After decades of Pentagon neglect punctuated by false starts on several helicopter projects run by the U.S. Army and one by the Navy, U.S. military vertical-lift aviation is poised to achieve historic advances, contributor Richard Whittle writes in the October issue of Rotor & Wing International.
Over the next two years, Whittle reports, at least five manned and unmanned advanced vertical-lift technology demonstrator aircraft for the U.S. military are scheduled to fly, each offering far more speed and other capabilities over conventional helicopters. Production contracts could follow.
He also notes that a flurry of experimentation and development by NASA and the private industry with the emerging breed of electric-propulsion aircraft, while so far confined largely to civilian aviation, has begun to attract interest and possible future investment from the Pentagon.
Look for Whittle's full report Sept. 30.
That report comes as Bell Helicopter prepares to trumpet an unmanned derivative of its V-280 Valor contender for the Pentagon’s Future Vertical Lift (FVL) program this week at the Modern Day Marine show in Quantico, Virginia.
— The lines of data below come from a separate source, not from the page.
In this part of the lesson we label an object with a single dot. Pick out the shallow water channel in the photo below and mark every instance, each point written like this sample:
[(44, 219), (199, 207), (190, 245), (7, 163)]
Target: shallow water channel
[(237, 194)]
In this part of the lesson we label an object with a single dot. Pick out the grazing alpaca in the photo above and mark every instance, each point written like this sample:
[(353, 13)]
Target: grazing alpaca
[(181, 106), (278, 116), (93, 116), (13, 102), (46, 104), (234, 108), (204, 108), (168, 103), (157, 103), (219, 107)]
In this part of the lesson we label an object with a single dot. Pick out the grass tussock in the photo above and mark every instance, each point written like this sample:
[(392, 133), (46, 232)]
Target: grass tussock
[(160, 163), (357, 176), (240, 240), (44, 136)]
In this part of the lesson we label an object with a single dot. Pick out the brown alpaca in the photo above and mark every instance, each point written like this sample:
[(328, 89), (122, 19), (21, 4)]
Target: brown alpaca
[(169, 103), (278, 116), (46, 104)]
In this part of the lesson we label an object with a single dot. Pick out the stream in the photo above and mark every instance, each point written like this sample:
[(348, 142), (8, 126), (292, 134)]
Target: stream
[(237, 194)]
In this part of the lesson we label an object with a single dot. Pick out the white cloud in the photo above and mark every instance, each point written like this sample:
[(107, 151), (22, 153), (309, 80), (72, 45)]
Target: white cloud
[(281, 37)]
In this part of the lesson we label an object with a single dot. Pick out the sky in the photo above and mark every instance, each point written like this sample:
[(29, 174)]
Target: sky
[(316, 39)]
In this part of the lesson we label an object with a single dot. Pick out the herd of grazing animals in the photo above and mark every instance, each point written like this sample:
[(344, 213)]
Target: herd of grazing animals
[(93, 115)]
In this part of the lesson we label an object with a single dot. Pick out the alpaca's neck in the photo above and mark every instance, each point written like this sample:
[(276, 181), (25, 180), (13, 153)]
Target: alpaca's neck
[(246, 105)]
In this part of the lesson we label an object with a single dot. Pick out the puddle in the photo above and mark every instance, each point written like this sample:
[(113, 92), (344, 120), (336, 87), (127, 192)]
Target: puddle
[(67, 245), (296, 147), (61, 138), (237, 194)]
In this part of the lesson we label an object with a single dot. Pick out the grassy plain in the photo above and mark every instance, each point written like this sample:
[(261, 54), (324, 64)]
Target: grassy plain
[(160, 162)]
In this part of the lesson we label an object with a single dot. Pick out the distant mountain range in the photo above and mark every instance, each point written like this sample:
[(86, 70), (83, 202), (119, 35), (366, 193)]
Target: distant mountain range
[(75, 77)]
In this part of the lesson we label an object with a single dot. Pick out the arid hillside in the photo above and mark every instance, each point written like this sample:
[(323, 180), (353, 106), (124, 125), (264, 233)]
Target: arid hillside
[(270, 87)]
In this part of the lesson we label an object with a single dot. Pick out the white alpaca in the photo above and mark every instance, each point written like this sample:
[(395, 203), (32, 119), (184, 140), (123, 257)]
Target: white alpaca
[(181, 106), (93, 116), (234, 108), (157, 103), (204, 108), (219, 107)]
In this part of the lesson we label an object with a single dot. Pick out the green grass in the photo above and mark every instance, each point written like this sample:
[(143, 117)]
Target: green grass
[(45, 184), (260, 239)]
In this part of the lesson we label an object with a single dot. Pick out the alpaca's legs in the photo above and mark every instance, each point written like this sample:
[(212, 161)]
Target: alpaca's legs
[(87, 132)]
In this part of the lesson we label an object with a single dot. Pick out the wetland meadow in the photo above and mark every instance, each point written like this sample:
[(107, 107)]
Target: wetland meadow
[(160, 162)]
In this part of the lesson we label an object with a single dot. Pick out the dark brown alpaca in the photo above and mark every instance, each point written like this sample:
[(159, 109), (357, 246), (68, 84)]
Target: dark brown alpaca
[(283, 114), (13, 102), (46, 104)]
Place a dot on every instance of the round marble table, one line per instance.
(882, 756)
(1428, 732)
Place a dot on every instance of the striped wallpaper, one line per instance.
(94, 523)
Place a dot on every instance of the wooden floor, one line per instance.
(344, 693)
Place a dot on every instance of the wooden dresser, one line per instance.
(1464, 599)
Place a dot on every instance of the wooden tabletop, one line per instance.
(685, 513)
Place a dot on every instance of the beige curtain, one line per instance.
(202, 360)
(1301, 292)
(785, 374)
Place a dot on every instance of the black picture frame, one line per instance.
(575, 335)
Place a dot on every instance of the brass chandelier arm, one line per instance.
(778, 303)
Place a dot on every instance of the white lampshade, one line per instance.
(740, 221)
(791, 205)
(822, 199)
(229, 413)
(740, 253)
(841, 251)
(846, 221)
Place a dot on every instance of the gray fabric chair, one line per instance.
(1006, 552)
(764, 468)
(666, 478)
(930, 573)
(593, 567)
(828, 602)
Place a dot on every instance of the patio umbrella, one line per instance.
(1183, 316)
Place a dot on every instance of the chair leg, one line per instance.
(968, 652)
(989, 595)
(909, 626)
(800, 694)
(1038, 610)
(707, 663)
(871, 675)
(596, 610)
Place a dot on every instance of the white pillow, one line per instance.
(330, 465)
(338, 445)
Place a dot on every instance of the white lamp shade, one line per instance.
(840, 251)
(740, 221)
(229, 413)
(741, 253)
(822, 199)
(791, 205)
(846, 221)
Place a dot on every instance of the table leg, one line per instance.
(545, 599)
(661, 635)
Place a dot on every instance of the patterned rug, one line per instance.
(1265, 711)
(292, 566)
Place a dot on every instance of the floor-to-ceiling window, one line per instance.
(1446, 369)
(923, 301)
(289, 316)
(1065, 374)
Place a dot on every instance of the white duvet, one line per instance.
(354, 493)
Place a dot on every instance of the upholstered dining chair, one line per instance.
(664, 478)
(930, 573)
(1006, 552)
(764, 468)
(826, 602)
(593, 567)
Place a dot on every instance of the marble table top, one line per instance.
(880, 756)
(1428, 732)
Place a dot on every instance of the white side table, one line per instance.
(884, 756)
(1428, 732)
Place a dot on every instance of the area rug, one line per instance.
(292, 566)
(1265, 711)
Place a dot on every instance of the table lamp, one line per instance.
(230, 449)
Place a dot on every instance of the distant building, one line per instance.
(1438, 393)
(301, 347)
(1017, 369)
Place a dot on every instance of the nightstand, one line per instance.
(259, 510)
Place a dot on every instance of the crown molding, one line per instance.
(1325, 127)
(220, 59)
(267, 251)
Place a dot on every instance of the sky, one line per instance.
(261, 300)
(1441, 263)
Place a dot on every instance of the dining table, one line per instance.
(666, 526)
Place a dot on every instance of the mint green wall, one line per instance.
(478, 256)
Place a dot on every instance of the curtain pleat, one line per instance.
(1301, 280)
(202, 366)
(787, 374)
On Sept. 23, the Washington-based Center for Strategic and International Studies hosted an update on progress in the Joint Multi-Role Technology Demonstrator (JMR-TD) initiative for FVL.
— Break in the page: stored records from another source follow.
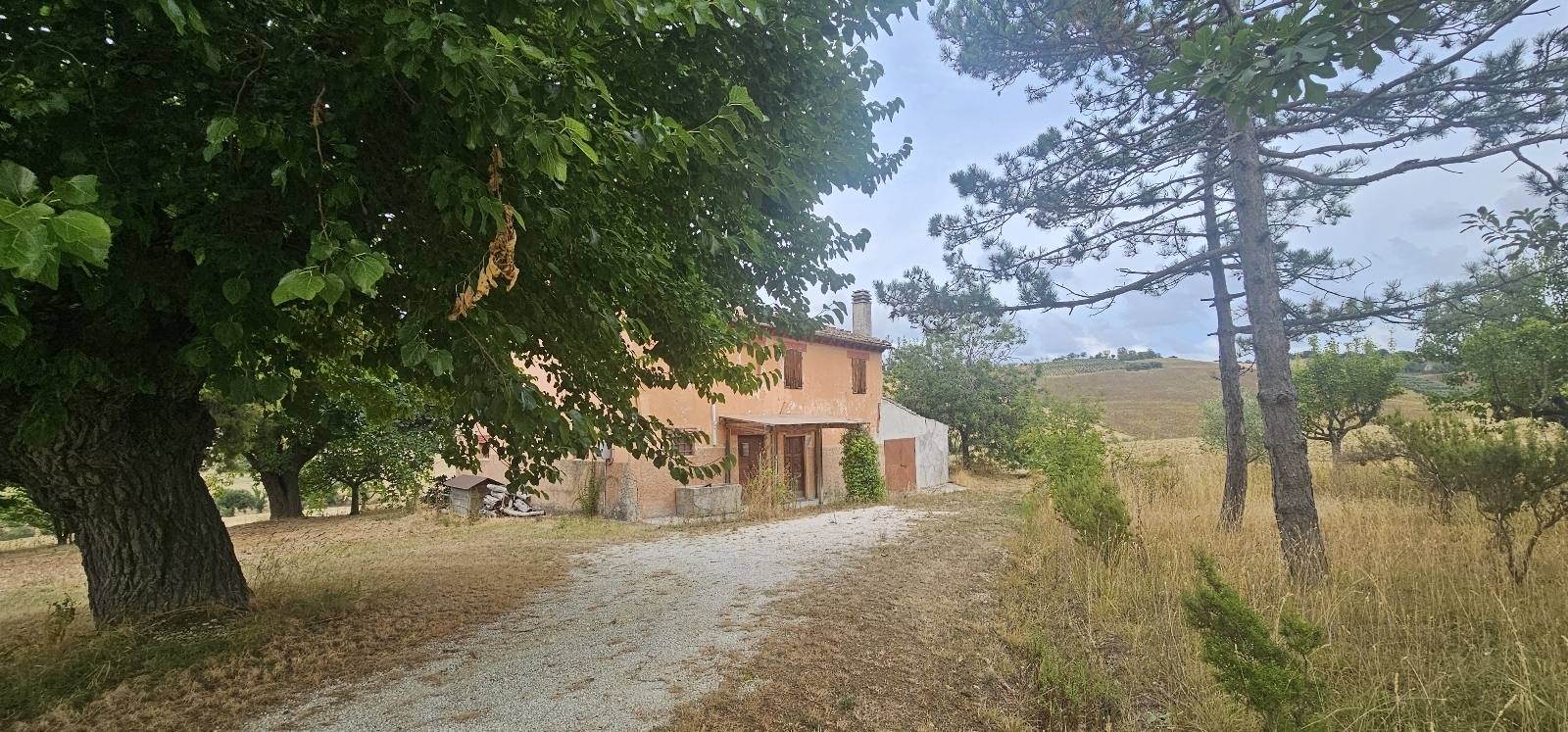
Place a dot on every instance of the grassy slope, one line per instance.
(1162, 403)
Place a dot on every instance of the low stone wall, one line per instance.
(720, 499)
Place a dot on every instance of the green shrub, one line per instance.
(1094, 509)
(1065, 446)
(862, 478)
(18, 510)
(1063, 441)
(1270, 677)
(1517, 470)
(1073, 693)
(231, 501)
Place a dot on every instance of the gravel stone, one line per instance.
(635, 630)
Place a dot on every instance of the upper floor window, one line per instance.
(792, 368)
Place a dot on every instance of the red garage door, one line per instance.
(901, 464)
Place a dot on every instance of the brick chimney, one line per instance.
(861, 313)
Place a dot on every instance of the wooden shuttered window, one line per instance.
(794, 376)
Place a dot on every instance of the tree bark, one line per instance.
(1233, 505)
(124, 472)
(279, 463)
(1296, 509)
(282, 493)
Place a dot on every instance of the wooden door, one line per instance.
(901, 464)
(750, 458)
(796, 464)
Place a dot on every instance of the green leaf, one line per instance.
(741, 97)
(221, 128)
(415, 353)
(333, 290)
(300, 284)
(587, 151)
(554, 165)
(82, 234)
(21, 248)
(365, 273)
(439, 363)
(577, 128)
(176, 15)
(75, 190)
(16, 182)
(13, 329)
(271, 387)
(501, 38)
(321, 246)
(242, 389)
(196, 24)
(227, 332)
(235, 289)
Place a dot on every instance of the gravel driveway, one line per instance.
(637, 629)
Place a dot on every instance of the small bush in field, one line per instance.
(862, 478)
(1270, 677)
(1517, 470)
(1065, 444)
(1063, 441)
(1094, 509)
(1073, 692)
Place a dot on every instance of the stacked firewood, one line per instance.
(502, 504)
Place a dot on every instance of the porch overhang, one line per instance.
(794, 420)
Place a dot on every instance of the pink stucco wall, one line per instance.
(637, 489)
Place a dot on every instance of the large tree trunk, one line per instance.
(1296, 509)
(1235, 502)
(124, 472)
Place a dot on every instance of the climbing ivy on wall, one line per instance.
(862, 478)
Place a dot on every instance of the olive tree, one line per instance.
(1345, 391)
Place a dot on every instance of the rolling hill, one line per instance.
(1162, 403)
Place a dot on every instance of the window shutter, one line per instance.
(792, 370)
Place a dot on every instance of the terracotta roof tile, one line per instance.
(846, 337)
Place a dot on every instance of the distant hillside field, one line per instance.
(1162, 403)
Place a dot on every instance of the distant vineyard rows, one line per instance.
(1090, 366)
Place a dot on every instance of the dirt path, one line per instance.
(906, 640)
(640, 629)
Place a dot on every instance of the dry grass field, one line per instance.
(1426, 632)
(1162, 403)
(336, 598)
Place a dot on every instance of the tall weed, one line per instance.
(1427, 630)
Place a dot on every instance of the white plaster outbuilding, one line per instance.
(914, 449)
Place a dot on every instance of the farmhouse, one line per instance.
(831, 383)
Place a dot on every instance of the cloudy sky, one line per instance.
(1405, 227)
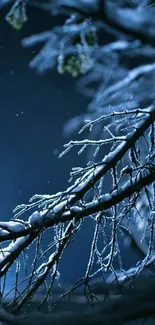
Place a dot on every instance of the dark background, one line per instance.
(33, 111)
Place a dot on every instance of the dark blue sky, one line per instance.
(33, 110)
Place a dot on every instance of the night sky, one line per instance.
(33, 110)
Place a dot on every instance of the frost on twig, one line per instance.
(115, 190)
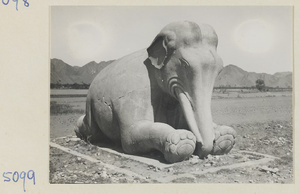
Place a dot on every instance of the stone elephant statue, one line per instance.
(160, 97)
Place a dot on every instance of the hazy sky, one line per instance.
(255, 38)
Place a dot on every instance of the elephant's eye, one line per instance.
(184, 62)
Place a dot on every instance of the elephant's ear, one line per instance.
(157, 52)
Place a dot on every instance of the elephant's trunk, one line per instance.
(197, 112)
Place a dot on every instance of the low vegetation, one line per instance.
(59, 109)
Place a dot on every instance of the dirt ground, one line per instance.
(263, 125)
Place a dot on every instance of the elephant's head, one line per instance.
(186, 64)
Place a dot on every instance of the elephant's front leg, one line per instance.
(224, 139)
(143, 136)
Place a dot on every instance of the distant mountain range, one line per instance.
(231, 75)
(234, 76)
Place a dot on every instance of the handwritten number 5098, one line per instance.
(26, 4)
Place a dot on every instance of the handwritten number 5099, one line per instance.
(26, 4)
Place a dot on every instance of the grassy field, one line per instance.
(263, 122)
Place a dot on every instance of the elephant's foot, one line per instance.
(224, 140)
(180, 145)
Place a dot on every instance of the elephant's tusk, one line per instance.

Bell's V-280 and Sikorsky and Boeing's FVL contender, the SB>1 Defiant, are among the five advanced aircraft slated to fly in the next two years.
DARPA's Tactically Exploited Reconnaissance Node drone is slated to fly by the end of 2018. Photo courtesy of DARPA
“We’ve made a lot of progress in the last year and a half because resources came to bear,” the U.S. Army’s JMR program director, Dan Bailey, told Whittle. Bailey noted that Congress has “plussed up” the JMR budget line last year and this year. “I’m hopeful that they’ll continue to plus us up in the next year.”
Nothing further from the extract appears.